Whether Malaysia will move forward with the Huawei-backed initiative remains uncertain. Huawei declined to comment. The reversal follows recent guidance from the U.S. Commerce Department, which initially warned foreign entities that using Huawei’s Ascend chips “anywhere in the world” could violate American export rules. That language was later softened, following pushback from Beijing.
Malaysia has emerged as a key test case for the Trump administration’s latest AI strategy. The Southeast Asian nation seeks to boost its digital economy through partnerships with top tech firms, but it must also avoid being ensnared in the intensifying U.S.-China tech conflict.
Spearheaded in part by Sacks, Washington’s new approach aims to saturate global markets with American AI hardware—accompanied by security safeguards—to deter countries from relying on Chinese technology for their data centers, especially in regions like Southeast Asia and the Middle East.
Time, Sacks argues, is limited. Huawei is closing the gap with U.S. giants like Nvidia Corp. at a rapid pace. The Trump administration is simultaneously cracking down on illegal exports of high-performance Nvidia chips to China via third-party nations. Malaysia has been identified as a particular concern.
Much of the urgency stems from Huawei’s rapid rise. After developing breakthrough chips for its Mate 60 Pro smartphone in 2023, the firm has expanded into electric vehicles and AI, with aspirations to compete directly with Nvidia.
Although Huawei’s Ascend chips are primarily used by Chinese companies shut out from Nvidia’s cutting-edge products, experts say they are still highly capable of supporting advanced AI services. Nvidia CEO Jensen Huang has described Huawei as one of the most formidable tech firms globally, adding that China is now “right behind” the U.S. in AI development.
That race intensified last week, as President Trump embarked on a whirlwind tour of the Middle East, announcing deals to supply tens of thousands—potentially over a million—Nvidia and AMD chips to Saudi Arabia and the UAE. Both Gulf states have ambitious AI agendas and are central to Washington’s tech diplomacy.
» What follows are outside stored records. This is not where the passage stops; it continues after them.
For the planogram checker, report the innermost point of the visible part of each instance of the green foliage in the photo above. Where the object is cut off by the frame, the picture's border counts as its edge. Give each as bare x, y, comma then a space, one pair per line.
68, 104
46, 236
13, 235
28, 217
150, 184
Though the shipments still require licensing, the deals have already stirred internal divisions in the Trump administration and drawn bipartisan scrutiny. Some officials worry that the partnerships could indirectly benefit China, which maintains deep ties in the Gulf region. Concerns also persist that massive projects like the UAE’s upcoming data center—expected to be among the largest globally—could undermine efforts to keep cutting-edge AI development anchored in the U.S.
As Trump officials work out the details of those deals, they are also drafting a new regulatory framework to replace former President Joe Biden’s “AI diffusion” policy. That initiative had expanded export curbs beyond China, placing national sales caps and licensing hurdles on countries including Malaysia. The Biden-era policy had effectively limited U.S. tech firms from concentrating more than 7% of their global cloud capacity in any one non-ally nation.
Malaysia was set to surpass that threshold. Research firm SemiAnalysis noted that Oracle Corp.’s planned data center expansion in the country would have breached those limits.
The revised rules are expected to include strict controls on countries suspected of rerouting U.S. chips to China. Malaysia is on that list. Trump officials have already urged Malaysian authorities to clamp down on chip transshipments to China.
The scrutiny intensified with a court case in Singapore, where three individuals were charged with fraud for allegedly concealing the true recipient of AI servers containing banned Nvidia chips. Malaysian authorities have launched their own investigation into the matter.